Un déplacement présidentiel en province revient en moyenne à 90 000 euros. En novembre, il y en a eu une quinzaine, soit 1 350 000 euros. S’il s’agit d’une moyenne mensuelle, cela représente annuellement 16 200 000 euros.
Nous sommes dans une période de crise monumentale. Chacun doit faire des efforts et le gouvernement de cesse de nous dire qu’il faut réduire les dépenses publiques en supprimant des fonctionnaires. À l’ère du numérique et de la visioconférence, on peut légitimement se demander si les balades du chef de l’État ne sont pas clairement inutiles. 16,2 ME, c’est déjà bon à prendre comme économie, non ?
On pourrait appliquer le même raisonnement aux ministres. Par exemple, on se demande bien la nécessité pour le ministre de l’Intérieur d’aller à Marseille au chevet d’un policier blessé. L’administration est une voie hiérarchique. Il lui suffisait d’appeler le préfet, qui aurait répercuté sur le directeur du SRPJ, qui aurait fait suivre au commissaire divisionnaire, qui en aurait touché deux mots au commissaire en charge du dossier, qui aurait délégué un inspecteur à l’hôpital. Quatre appels téléphoniques contre un déplacement pléthorique et dispendieux…

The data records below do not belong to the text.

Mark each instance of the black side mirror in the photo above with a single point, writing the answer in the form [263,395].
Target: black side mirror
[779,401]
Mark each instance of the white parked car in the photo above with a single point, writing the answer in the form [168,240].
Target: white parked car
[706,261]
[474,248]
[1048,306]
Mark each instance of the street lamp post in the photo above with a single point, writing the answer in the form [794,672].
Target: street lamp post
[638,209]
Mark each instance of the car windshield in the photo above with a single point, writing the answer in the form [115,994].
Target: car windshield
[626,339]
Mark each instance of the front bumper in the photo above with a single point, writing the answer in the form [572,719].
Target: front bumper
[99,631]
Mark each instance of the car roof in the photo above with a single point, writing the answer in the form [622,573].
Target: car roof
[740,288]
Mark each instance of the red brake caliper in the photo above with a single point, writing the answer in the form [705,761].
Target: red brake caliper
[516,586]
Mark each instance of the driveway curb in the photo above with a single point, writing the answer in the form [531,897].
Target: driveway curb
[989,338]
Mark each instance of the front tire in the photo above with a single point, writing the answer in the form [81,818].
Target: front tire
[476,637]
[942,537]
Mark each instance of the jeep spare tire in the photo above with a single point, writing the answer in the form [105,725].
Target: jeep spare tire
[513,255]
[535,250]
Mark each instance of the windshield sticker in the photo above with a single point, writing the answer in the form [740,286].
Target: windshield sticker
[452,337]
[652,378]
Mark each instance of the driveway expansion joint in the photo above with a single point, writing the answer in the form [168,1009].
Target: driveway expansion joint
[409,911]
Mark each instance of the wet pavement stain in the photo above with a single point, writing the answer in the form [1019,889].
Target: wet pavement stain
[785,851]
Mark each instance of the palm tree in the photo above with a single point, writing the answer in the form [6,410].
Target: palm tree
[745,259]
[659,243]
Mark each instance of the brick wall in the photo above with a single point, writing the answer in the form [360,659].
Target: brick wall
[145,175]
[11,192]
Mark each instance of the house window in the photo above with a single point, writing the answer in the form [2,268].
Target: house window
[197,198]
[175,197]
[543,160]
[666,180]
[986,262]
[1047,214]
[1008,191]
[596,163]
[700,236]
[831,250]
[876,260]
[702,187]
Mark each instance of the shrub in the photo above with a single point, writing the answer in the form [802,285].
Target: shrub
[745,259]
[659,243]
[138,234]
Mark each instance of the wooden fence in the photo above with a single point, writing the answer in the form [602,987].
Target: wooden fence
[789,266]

Je n’ai parlé ici que de fonctions, ne citant volontairement pas les noms de ceux qui les occupent, parce que cette remarque vaut pour maintenant autant que pour le futur. Il est temps que les économies se fassent à tous les niveaux. Les déplacements dont il est ici question n’ont d’autre but que l’entretien d’une image médiatique, ils ne sont d’aucun effet sur la marche du pays.